# The Chain

On one of the parkrun related facebook groups a while ago people were comparing the number of different parkruns they had done starting with each letter of the alphabet, sort of like an extended version of alphabet bingo. This was then followed by comparing the number of events they had done starting with the same two letters.

Inspired by this I proposed a game using the parkrun chain length, where a chain is made by using the last letter of one parkrun as the first letter of another. For me this was quite easy to work out mentally and my answer was 5. My score was soon surpassed and within a day the high score stood at 32.

For people with over 100 events to their name calculating their score would prove to be very complicated, wishing to avoid such issues myself I looked for some way of making my computer do the work for me.

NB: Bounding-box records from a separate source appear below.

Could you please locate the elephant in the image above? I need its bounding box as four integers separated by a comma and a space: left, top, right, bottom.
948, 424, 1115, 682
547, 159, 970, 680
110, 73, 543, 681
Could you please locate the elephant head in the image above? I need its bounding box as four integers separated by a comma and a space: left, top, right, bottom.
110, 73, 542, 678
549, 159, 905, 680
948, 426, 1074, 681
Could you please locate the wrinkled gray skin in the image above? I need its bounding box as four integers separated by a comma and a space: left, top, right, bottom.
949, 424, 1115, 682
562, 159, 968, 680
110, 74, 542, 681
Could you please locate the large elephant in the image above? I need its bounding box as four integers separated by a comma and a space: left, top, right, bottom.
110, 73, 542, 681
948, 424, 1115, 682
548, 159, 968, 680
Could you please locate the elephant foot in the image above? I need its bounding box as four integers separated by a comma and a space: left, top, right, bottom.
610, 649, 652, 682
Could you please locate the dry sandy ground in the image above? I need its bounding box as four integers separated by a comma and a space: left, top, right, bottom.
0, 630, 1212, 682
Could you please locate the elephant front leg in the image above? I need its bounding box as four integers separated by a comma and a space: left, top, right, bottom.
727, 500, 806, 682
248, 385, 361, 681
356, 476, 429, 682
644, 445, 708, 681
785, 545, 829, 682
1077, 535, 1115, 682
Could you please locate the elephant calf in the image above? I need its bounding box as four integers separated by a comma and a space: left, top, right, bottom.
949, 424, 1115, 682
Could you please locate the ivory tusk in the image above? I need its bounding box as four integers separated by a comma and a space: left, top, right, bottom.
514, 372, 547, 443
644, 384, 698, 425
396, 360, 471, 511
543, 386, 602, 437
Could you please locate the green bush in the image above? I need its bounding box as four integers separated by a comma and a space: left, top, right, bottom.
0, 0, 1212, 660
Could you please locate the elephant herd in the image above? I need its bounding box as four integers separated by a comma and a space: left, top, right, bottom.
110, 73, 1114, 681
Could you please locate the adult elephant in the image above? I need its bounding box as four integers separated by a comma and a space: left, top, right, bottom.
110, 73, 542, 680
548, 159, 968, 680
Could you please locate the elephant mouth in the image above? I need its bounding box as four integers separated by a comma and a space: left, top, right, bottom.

I found some code on rosettacode that I was able to adapt, becuase parkruns and pokemons are very similar, to produce the following:

``````package main

import (
"fmt"
"strings"
)

var parkrun = `walsall-arboretum perry-hall cardiff pontypridd coventry swansea-bay lytham-hall conkers rosliston wolverhampton hazlehead cannock-chase rugby kingsbury-Water south-oxhey markeaton blackpool dudley  sandwell-Valley telford bryn-bach riverfront newport ruchill brueton highbury-Fields clifton cannon-hill  newcastle bevendean-down`

func main() {
// split text into slice representing directed graph
var d []string
for _, l := range strings.Split(parkrun, "\n") {
d = append(d, strings.Fields(l)...)
}
fmt.Println("searching", len(d), "names...")
// try each name as possible start
for i := range d {
d[0], d[i] = d[i], d[0]
search(d, 1, len(d[0]))
d[0], d[i] = d[i], d[0]
}
fmt.Println("maximum path length:", len(ex))
fmt.Println("paths of that length:", nMax)
fmt.Print("example path of that length:")
for i, n := range ex {
if i%6 == 0 {
fmt.Print("\n   ")
}
fmt.Print(n, " ")
}
fmt.Println()
}

var ex []string
var nMax int

func search(d []string, i, ncPath int) {
// tally statistics
if i == len(ex) {
nMax++
} else if i > len(ex) {
nMax = 1
ex = append(ex[:0], d[:i]...)
}
// recursive search
lastName := d[i-1]
lastChar := lastName[len(lastName)-1]
for j := i; j < len(d); j++ {
if d[j][0] == lastChar {
d[i], d[j] = d[j], d[i]
search(d, i+1, ncPath+1+len(d[i]))
d[i], d[j] = d[j], d[i]
}
}
}
``````

The first time I ran it the response was:

``````searching 30 names...
maximum path length: 5
paths of that length: 2
example path of that length:
walsall-arboretum markeaton newport telford dudley
``````

which concurred with my own answer, so I assume it works correctly. Ideally I would let this website do all the work, but I’ve yet to find an easy way to do that so I must run this code myself each time I add a new event to my list.